Lakeview: Uncommon Ground
3800 N Clark Street
Photo: Annie Jo Kjar
Helen and Michael Cameron’s Lakeview outpost, just steps from Wrigley Field, started as just a small coffee house, but has rapidly expanded to include Greenstar Organic Brewing, the first certified organic brewery in Illinois, and one of the many breweries that populate the city. It’s also the site of live music, showcasing local and national talent every night, not to mention an Open Mic Night every Monday. Not by any means your typical coffee house, you’ll also be welcomed with a full brunch, lunch and dinner menu, the ingredients for which are largely sourced from the first certified-organic rooftop farm in the United States, located at Helen and Michael’s Edgewater outpost (1401 W Devon Avenue).
Logan Square: Café Mustache
2313 N Milwaukee Ave
Trek Talk at Cafe Mustache, courtesy of Mary McKane
This cozy, bohemian coffee shop is located in the hip hub known as Logan Square, and was pegged “Chicago’s Best Non-Traditional Music Venue” by the Chicago Reader. While it serves a loyal clientele of artists, musicians and creatives breakfast and lunch daily, along with big mugs of coffee, it transforms into a bar and entertainment venue by night, featuring everything from comedy and live music to Trek Talk, a screening of Star Trek episodes followed by an always hilarious panel and audience discussion. (Trek Talk generally takes place the second Thursday of the month; check out the podcasts here). To encourage connecting with friends and strangers, WiFi ends at 6pm.

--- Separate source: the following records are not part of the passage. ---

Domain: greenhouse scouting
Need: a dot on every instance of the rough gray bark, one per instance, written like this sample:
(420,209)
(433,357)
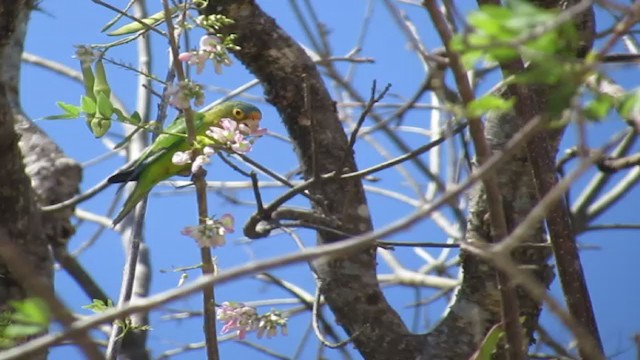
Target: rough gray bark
(292,84)
(20,221)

Tip: If you’re after a light bite, grab a bowl of Vegan Chili and some pickled eggs at the bar.
South Side: Build Coffee
6100 South Blackstone Ave
Photo: Build Coffee
The fact that Build serves coffee might be an afterthought since it’s also a bookstore (selling new and used books, local small press publications, journals, comics, art books, and zines)and performance and workshop venue. Oh wait, it also hosts gallery shows, book groups and game nights. By its own admission, “Build is designed as a hub of great coffee and radical collaboration.” But coffee is most certainly not an afterthought at this non-profit, which is committed to building a strong cultural community on Chicago’s South Side (hence the name).
Photo: Build Coffee
The two-story brick building, known as the Experimental Station, is also home to a bike shop, three journalism projects, and the 61stStreet Farmers Market, a year-round fresh food market featuring produce from local and regional farms. Build sits close to both the Museum of Science & Industry and picturesque 543-acre Jackson Park. So grab a cup of coffee and explore all that this vibrant neighborhood has to offer.